Speaking to Express.co.uk, the Labour peer, founder of Blue Labour and staunch supporter of Jeremy Corbyn, argued the democratic decision to leave the EU in the 2016 Brexit referendum meant freeing the UK from all its core institutions – including the single market and the customs union. Asked whether he believed Jeremy Corbyn’s plan to agree to a customs union arrangement with the EU and a close relationship with the single market would be the optimal solution to the Brexit impasse, Lord Glasman argued that there is a much more “straight forward” alternative to his leader’s plan.
He said: “It’s really quite straight forward. To leave, when we voted to leave, we voted to leave the sovereignty of the European Court of Justice.
“So ultimately, in our politics, we can’t do anything because the European court says that we can’t.
“And that’s basically in the Lisbon Treaty, which is based on the four freedoms, movement of people, money, goods and services.
“So you can’t interfere with the market.
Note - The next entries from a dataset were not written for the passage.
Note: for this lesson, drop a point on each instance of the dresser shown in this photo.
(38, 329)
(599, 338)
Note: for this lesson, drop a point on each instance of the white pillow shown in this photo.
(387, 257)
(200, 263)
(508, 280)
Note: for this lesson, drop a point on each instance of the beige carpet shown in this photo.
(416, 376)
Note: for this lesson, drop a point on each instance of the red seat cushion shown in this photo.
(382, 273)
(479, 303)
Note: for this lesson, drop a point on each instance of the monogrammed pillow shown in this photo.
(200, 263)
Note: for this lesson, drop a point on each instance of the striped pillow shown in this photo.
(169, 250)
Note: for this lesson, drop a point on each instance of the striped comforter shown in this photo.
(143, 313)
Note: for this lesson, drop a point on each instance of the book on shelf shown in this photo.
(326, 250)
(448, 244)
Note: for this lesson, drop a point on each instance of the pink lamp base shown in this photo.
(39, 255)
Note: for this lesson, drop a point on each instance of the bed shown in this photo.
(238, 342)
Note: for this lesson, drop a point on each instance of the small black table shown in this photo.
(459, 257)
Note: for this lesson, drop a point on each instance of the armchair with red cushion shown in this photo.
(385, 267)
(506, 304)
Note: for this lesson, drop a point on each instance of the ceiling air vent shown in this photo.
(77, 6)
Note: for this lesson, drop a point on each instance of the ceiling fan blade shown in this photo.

It’s effectively illegal to oppose capitalism.
“So I support leaving the EU sovereignty of the ECJ, leaving the customs union, and leaving the single market.
“I think that’s what Leave means, so that’s what I’m in favour of.”
Mr Corbyn and Prime Minister Theresa May have been locked in key discussions this month whilst an impasse on her Brexit deal is sought.
So far no breakthrough has been made and now Mr Corbyn says the talks are on the brink of failing.
According to The Sun, he said: “We’ve put those cases very robustly to the Government and there’s no agreement as yet.
“The Government doesn’t appear to be shifting the red lines because they’ve got a big pressure in the Tory party that actually wants to turn this country into a deregulated low-tax society which will do a deal with Trump.
“I don’t want to do that.”
Mr Corbyn added: “We’ve lost a lot of time by the dithering of the Government on bringing issues to Parliament.”
Mrs May is keen to strike a deal with the US President in a bid to get access to their huge market.
If the UK stayed in the EU’s customs union, any such deal would be off the table due to its terms.
Should Mrs May and Mr Corbyn fail to reach a deal, indicative votes on Brexit scenarios would once again be put to Parliament.